Star Trek: Voyager – S02E09, Tattoo


Tattoo is an episode that perhaps I shouldn’t have liked as much as I did, but I actually loved it, I found it extremely moving. Yet, on paper it’s a mediocre episode, I’m the first to admit it! On the other hand, the theme touched me deeply and when it ended I rewatched it immediately because I liked it so much. Then, what is Tattoo about?

Chakotay is leading an away team on a planet looking for resources when they come across a symbol that the commander recognizes as one used by his Native American tribe on Earth. This seems like a chance to meet someone capable of making it to the Alpha quadrant, so the USS Voyager follows a trail left by a warp-capable ship that leads to an Earth-like planet. Unfortunately, when Chakotay, Neelix, Tuvok and Torres descend on the planet, they encounter only traces of a civilization, but no one alive. When an emergency teleport leaves Chakotay alone on the plane, he’s finally able to make first contact with the resident aliens.

What did I like about this episode? Everything is narrated with a continuous alternation of flashbacks back to the adolescent Chakotay during a trip to Earth with his father in search of their cultural roots (far from the colony near the Cardassian border where they lived). This is done very well with a series of well thought out match cuts (that is, scenes connected by details common to the two temporal planes: the eagle in the sky, the weapons placed on the ground, the symbol engraved in the wood…). Also, adolescent Chakotay who thinks that his ancestors’ beliefs are nonsense and that his father is just a boring and superstitious old man and today’s highly spiritual Chakotay is a well written and well acted contrast of characters. Both Robert Beltran and Henry Darrow (who plays the father) did an exceptional job and the ex-maquis personal story is incredibly strong. That’s why I liked the episode so much, the story came straight to my heart.

On the other hand, objectively the episode itself offers nothing interesting to think about. We are on the other side of the Universe and the writers can’t think of anything other than a story with Native Americans (already appeared in both The Original Series and The Next Generation – for the farewell of Wesley Crusher). The coincidences leading Voyager to find these aliens are infinite: on a random planet, the exploration team led by Chakotay comes across the symbol that only he can recognize (almost in the entire Universe). And here come some aliens who visited Chakotay’s ancestors on Earth centuries ago!

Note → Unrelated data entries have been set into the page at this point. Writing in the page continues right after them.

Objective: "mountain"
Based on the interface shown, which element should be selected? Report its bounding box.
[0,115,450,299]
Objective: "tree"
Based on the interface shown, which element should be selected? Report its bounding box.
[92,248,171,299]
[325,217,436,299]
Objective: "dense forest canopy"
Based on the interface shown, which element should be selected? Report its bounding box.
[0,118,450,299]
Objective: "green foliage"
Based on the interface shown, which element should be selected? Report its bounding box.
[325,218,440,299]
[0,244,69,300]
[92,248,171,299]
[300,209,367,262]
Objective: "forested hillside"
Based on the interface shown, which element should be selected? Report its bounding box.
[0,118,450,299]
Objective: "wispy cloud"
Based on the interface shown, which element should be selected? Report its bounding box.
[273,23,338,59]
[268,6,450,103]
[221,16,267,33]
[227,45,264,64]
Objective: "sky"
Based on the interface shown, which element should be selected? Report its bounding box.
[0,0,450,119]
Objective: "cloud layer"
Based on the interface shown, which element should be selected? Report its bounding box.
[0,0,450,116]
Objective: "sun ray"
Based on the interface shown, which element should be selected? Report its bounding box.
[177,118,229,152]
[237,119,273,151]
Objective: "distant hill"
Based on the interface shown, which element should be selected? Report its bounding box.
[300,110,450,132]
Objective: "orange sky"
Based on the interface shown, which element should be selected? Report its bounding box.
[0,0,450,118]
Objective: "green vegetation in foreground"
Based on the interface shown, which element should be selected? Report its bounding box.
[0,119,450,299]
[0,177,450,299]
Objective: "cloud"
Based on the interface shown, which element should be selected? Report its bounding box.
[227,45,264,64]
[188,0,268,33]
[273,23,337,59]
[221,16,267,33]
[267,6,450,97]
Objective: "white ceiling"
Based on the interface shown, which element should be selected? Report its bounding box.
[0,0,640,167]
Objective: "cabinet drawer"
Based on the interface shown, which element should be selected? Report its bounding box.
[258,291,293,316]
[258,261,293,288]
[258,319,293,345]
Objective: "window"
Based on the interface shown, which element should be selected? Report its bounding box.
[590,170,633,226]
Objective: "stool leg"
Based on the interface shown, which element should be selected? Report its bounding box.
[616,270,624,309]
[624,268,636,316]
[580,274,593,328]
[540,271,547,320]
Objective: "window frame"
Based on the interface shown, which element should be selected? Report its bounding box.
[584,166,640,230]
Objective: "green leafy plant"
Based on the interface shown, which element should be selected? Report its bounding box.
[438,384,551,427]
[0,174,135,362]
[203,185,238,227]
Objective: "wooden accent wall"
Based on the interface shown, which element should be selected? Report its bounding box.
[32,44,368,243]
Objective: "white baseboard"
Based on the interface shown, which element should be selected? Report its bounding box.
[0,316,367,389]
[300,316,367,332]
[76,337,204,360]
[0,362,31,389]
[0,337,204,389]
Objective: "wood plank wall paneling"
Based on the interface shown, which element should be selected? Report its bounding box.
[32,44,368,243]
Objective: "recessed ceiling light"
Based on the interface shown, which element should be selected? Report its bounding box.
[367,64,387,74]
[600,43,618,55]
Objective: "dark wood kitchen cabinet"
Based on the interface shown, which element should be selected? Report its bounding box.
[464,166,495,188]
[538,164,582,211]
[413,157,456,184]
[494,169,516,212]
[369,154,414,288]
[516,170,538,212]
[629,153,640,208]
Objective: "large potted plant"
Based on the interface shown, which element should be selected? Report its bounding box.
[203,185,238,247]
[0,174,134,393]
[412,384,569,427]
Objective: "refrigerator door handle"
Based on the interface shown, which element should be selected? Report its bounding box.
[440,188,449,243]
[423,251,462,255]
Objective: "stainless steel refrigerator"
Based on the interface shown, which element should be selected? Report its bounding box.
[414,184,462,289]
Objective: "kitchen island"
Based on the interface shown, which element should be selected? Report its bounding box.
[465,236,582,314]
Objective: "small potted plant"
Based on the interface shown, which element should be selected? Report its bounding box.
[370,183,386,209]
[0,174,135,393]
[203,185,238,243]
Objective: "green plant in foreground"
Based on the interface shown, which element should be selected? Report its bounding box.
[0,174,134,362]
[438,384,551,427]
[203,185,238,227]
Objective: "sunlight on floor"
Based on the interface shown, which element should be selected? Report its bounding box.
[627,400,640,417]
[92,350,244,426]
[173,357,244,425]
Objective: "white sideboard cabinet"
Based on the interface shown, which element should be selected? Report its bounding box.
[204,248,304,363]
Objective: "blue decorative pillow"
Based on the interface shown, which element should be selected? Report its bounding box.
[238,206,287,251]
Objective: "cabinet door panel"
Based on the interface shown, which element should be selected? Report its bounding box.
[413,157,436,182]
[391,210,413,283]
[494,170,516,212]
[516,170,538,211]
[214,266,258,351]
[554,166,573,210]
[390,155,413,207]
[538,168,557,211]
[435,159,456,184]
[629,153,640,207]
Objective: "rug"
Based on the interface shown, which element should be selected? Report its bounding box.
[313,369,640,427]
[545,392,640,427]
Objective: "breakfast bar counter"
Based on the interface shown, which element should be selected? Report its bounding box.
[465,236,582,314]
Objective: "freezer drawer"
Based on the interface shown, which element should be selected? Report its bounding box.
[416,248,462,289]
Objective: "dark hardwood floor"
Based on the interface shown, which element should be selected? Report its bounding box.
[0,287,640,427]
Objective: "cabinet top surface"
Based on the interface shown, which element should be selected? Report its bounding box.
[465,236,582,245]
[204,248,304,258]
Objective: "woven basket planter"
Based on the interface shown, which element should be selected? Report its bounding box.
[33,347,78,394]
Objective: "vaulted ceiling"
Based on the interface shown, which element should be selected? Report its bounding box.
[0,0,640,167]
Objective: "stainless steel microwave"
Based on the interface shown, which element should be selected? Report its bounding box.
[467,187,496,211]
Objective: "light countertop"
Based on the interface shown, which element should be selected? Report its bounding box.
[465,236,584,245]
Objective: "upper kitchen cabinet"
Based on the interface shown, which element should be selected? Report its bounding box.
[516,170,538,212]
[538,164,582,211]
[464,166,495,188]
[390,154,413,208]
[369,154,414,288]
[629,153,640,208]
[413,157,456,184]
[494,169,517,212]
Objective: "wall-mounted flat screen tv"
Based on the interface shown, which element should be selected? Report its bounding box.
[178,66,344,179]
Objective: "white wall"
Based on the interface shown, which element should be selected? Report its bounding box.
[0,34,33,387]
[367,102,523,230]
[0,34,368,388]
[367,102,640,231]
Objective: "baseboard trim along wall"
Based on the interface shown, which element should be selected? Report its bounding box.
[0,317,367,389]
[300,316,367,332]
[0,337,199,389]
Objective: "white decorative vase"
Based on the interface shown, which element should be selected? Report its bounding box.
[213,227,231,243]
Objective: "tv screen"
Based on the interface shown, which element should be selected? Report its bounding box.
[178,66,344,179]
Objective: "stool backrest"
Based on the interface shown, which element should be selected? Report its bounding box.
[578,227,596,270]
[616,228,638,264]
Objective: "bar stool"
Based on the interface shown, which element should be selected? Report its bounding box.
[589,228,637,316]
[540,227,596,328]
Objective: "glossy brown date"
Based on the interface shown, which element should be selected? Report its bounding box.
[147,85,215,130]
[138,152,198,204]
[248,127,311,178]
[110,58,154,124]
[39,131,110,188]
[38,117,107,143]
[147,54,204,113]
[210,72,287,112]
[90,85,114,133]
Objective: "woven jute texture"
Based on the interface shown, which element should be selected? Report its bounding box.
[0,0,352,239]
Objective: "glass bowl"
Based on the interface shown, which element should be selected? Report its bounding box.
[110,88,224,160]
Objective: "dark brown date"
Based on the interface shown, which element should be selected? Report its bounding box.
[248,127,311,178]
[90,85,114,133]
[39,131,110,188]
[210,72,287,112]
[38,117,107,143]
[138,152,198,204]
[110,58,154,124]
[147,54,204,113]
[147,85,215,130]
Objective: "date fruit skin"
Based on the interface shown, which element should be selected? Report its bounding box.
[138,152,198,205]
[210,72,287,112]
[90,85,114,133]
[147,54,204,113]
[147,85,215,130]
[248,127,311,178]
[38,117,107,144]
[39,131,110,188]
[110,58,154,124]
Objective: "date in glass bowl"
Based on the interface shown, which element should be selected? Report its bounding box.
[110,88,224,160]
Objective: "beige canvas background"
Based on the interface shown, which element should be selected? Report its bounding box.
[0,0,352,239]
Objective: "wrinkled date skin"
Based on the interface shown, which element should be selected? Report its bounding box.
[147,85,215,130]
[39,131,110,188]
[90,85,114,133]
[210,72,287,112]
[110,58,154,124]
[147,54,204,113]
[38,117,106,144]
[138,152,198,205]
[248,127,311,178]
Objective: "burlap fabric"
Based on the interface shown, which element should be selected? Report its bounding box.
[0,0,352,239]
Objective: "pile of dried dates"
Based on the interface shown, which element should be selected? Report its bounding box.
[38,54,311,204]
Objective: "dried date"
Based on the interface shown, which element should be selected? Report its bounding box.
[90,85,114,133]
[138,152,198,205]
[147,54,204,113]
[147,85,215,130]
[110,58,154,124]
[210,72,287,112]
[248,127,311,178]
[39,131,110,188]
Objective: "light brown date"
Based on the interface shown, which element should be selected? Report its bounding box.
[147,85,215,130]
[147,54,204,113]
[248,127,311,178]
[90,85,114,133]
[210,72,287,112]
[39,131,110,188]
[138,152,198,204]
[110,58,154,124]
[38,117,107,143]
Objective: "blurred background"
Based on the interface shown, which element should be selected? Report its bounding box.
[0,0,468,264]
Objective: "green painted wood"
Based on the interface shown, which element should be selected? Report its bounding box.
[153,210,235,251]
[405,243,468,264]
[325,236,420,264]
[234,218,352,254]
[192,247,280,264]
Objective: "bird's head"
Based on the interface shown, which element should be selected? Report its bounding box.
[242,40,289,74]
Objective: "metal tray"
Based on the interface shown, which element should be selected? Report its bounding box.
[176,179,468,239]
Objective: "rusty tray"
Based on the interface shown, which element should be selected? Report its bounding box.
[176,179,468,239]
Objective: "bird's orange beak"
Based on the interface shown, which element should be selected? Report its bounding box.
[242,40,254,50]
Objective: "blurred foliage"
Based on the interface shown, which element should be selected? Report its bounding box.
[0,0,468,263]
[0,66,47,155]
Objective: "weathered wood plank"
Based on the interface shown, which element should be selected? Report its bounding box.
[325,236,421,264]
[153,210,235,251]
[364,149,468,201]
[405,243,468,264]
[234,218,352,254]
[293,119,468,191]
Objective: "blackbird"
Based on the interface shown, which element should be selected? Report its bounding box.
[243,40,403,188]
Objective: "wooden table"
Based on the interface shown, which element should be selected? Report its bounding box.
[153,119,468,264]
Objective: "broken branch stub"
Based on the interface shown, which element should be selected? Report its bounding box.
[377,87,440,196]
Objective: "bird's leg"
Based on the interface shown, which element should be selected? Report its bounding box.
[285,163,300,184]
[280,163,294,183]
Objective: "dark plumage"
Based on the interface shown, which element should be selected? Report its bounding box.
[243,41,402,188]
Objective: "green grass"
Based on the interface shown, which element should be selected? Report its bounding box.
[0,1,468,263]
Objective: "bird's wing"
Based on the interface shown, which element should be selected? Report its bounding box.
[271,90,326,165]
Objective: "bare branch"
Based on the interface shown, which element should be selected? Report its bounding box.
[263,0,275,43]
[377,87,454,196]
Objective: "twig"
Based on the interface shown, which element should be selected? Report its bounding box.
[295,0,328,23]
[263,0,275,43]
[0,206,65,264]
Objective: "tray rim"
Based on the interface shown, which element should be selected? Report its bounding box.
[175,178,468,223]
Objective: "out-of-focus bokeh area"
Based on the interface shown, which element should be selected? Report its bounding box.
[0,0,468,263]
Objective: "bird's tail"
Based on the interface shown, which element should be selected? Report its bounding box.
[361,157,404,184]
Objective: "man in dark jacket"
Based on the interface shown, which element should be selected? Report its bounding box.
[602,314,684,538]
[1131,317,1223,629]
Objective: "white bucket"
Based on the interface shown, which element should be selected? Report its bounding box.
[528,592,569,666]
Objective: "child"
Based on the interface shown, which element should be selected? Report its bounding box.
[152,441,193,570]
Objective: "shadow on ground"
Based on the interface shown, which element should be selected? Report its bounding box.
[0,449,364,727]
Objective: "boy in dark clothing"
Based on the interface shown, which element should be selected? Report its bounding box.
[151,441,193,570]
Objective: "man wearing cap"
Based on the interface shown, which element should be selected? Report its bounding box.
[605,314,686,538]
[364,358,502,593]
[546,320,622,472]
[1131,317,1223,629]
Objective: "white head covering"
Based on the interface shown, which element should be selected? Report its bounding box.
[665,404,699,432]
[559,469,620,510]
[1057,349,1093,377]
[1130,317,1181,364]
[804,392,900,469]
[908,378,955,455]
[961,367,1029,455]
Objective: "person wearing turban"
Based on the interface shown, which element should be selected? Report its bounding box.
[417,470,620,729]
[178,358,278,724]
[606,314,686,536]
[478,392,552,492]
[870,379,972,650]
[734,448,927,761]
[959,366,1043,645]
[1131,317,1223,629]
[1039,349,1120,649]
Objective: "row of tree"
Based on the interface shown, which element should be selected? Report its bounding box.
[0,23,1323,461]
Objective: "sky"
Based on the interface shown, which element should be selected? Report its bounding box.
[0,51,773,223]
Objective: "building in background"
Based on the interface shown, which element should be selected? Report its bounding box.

To think, as the show writers do, that Native Americans were just a great tribe speaking a single language and respecting nature above all else is a pretty big simplification of history (can you tell that I just read Yuval Noah Harari’s Sapiens?). Then why did that eagle attack Neelix for no reason whatsoever (in any case, enough of him being part of away teams: a few weeks ago he lost both lungs, in Phage, this time he almost lost an eye!)? And finally, the only time the universal translator should work, since the Native American languages should be included in its database, it fails! Everyone can speak without problems with Neelix (a Talaxian), with the Ocampa (Caretaker), with the Kazons (State of Flux, Initiations), with the Vidiians (Phage, Faces), with the Baneans (Ex Post Facto)… but not with someone who’s been to Earth? Ok…

However, as I said, I defend this episode simply because its human side, the personal story of Chakotay, convinced me 100%. And it’s for episodes like this that I’ve been watching Star Trek for the last twenty years and more of my life! Ciao!

PS: The B-story with Kes teaching the Doctor a lesson in empathy by programming a flu is just phenomenal. Jennifer Lien and Robert Picardo continue to be two of the best aspects of Star Trek: Voyager!

PPS: The Delta Flyers podcast shoutout: Robert Duncan McNeill’s father died this year and for this reason he found Tattoo particularly moving, or so he declared during the podcast episode. Then he added a funny anecdote: he revealed that Beltran’s butt seen in the Voyager episode is made with a digital special effect (showing a male butt on US TV was taboo at the time)! And finally, the funniest thing so far in The Delta Flyers is certainly Garrett Wang’s call to Robert Picardo who was on his bicycle, fell down during the call, and got hurt… right on the butt!